In re Lemco, 910 F.2d at 788 (quoting Pacor, Inc. v. Higgins, 743 F.2d 984, 994 (3d Cir.1984));  see also Celotex Corp. v. Edwards, 514 U.S. 300, ----, 115 S.Ct. 1493, 1499, 131 L.Ed.2d 403 (1995) (citing Pacor, Inc. with approval, although not explicitly adopting its relatedness test).

 The Boones' claim against the Bank for intentional interference with the sale of their house falls outside even the broad sweep of section 1334(b) related-to jurisdiction.   The Boones fail to proffer any effect that the outcome of the tortious interference claim could have on their bankruptcy estate.   The conduct giving rise to the claim occurred after the petition in bankruptcy, and therefore the cause of action is not property of the estate.   See 11 U.S.C. § 541(a).   Accordingly, any damages would belong solely to the Boones.   Moreover, because the Boones sought liquidation under chapter 7 rather than reorganization under chapter 11 or 13, the financial boon provided by any damage award would not affect their compliance with a reorganization plan.   Cf. Celotex Corp., 514 U.S. at ----, 115 S.Ct. at 1500 (observing that bankruptcy jurisdiction may be broader in reorganization cases than in liquidation).   Furthermore, nothing in the record indicates that any of the Bank's unsecured claims against the Boones were nondischargeable.   The Bank thus can claim no setoff that would affect the size of the Bank's claims against the estate.   See 4 Collier on Bankruptcy ¶ 541.05, at 541-24 (Lawrence P. King ed., 1995).

 Rather than positing any effect that their tortious interference claim has on the bankruptcy estate, the Boones assert that the proceeding is a core proceeding, as defined in 28 U.S.C. § 157(b)(1), (2), for two primary reasons.   First, they contend, the tort claim is a core proceeding because it was brought with two other core proceedings, one concerning the extent of the Bank's lien and another involving the dischargeability of the debt arising from the corporate guarantee.   Second, according to the Boones, their role as debtors in the chapter 7 case makes the tortious interference claim a core proceeding.2

 We reject both arguments.   First, although the claim to determine the extent of the Bank's lien and the tortious interference claim will share the common factual issue of the effect of the dragnet clause, this “common issue[ ] of fact between a civil proceeding and a controversy involving the bankruptcy estate does not bring the matter within the scope of § 1334(b).”  In re Lemco, 910 F.2d at 789.   As we observed in Lemco, judicial economy itself does not justify jurisdiction.  Id.  Second, the mere fact that the Boones are both debtors and plaintiffs does not give rise to bankruptcy jurisdiction over their claim.   Because the outcome of their tortious interference suit has no conceivable effect on the estate or the administration of it, the Boones are, in a sense, not acting as debtors.   The role of debtor is defined by the panoply of rights and duties arising from the petition in bankruptcy;  the outcome of the tortious interference claim will not alter those rights and duties in any way.   Hence, “[t]o fall within the court's jurisdiction, the plaintiffs' claims must affect the estate, not just the debtor.”  In re Wood, 825 F.2d at 94.

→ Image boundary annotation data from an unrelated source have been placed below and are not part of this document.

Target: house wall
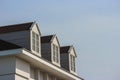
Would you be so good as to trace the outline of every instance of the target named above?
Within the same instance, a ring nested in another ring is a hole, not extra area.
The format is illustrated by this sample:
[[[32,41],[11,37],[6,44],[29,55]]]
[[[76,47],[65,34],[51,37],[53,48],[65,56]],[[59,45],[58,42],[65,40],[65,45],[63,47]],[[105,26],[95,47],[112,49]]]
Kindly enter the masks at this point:
[[[49,61],[51,61],[51,43],[41,44],[41,56]]]
[[[60,54],[60,57],[62,57],[60,59],[61,67],[65,68],[69,71],[69,54],[68,53],[62,53],[62,54]]]
[[[26,61],[16,58],[16,74],[24,76],[24,78],[30,77],[30,64]],[[18,79],[19,80],[19,79]]]
[[[30,50],[30,31],[18,31],[0,34],[0,39],[14,43]]]
[[[15,57],[0,57],[0,80],[15,79]]]

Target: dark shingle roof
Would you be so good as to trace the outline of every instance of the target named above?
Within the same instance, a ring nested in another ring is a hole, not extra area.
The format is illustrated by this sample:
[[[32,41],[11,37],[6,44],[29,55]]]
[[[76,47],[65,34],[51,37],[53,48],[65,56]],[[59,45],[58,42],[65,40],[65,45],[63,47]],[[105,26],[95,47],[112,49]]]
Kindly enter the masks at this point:
[[[70,49],[71,46],[63,46],[63,47],[60,47],[60,53],[68,53],[69,49]]]
[[[21,47],[4,40],[0,40],[0,51],[18,49],[18,48],[21,48]]]
[[[31,27],[32,24],[33,24],[33,22],[28,22],[28,23],[22,23],[22,24],[0,26],[0,34],[29,30],[29,28]]]
[[[47,35],[41,37],[41,43],[49,43],[54,35]]]

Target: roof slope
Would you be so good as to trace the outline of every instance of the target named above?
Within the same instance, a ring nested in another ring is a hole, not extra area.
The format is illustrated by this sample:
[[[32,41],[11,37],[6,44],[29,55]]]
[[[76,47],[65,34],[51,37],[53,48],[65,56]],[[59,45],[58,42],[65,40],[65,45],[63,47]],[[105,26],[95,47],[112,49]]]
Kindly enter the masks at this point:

The lack of effect on the estate is thus fatal to bankruptcy jurisdiction over the claim.   The Boones allege no alternative basis for federal jurisdiction.   Accordingly, we hold that the district court, and therefore the bankruptcy court, lacked jurisdiction over the claim.


Concluding that the district court and bankruptcy court had no jurisdiction over the Boones' claim of tortious interference with the contract to sell their house, we REVERSE and REMAND with instructions to vacate the bankruptcy court's judgment and dismiss the claim for want of jurisdiction.

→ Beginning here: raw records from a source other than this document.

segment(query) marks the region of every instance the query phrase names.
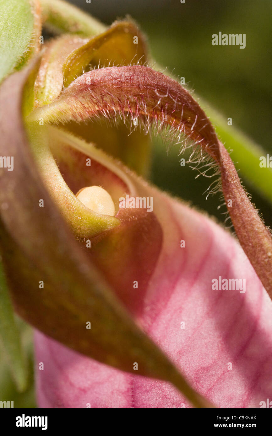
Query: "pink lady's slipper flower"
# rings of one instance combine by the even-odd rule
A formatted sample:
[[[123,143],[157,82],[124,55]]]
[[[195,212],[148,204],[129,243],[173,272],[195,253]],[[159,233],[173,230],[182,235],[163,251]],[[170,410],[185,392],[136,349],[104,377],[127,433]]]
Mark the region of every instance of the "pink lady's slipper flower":
[[[14,158],[1,251],[37,329],[38,404],[258,407],[272,387],[271,235],[204,112],[146,66],[141,34],[135,54],[136,30],[62,35],[0,88],[0,154]],[[214,167],[240,243],[141,178],[149,130]]]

1.   The Bank raises other issues as well, but because of our disposition of the case on this issue we need not reach them.

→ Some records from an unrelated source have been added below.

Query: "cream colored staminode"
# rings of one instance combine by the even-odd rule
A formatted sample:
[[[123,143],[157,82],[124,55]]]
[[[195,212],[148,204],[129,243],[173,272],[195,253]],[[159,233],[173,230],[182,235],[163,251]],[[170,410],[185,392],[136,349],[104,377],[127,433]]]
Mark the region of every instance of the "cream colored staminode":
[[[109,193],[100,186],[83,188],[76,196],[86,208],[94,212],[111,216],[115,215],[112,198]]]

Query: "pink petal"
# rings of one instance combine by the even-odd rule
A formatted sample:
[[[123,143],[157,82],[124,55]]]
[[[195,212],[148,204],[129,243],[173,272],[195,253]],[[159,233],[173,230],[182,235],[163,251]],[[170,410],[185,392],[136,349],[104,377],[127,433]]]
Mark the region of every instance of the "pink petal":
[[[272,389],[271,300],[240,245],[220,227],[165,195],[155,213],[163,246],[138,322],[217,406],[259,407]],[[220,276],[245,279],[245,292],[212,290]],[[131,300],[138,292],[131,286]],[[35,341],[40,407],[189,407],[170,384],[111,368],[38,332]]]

2.   The Boones also argue that their tortious interference suit is a core proceeding as defined in 28 U.S.C. § 157(b)(2)(O ):  “[a] proceedin [g] affecting ․ the adjustment of the debtor-creditor ․ relationship.”   We disagree.   Although the tort claim has an effect on the relationship between the Boones and the Bank, it does not affect the contracts that give rise to their debtor-creditor relationship.   Thus, it does not “adjust” the debtor-creditor relationship in any way.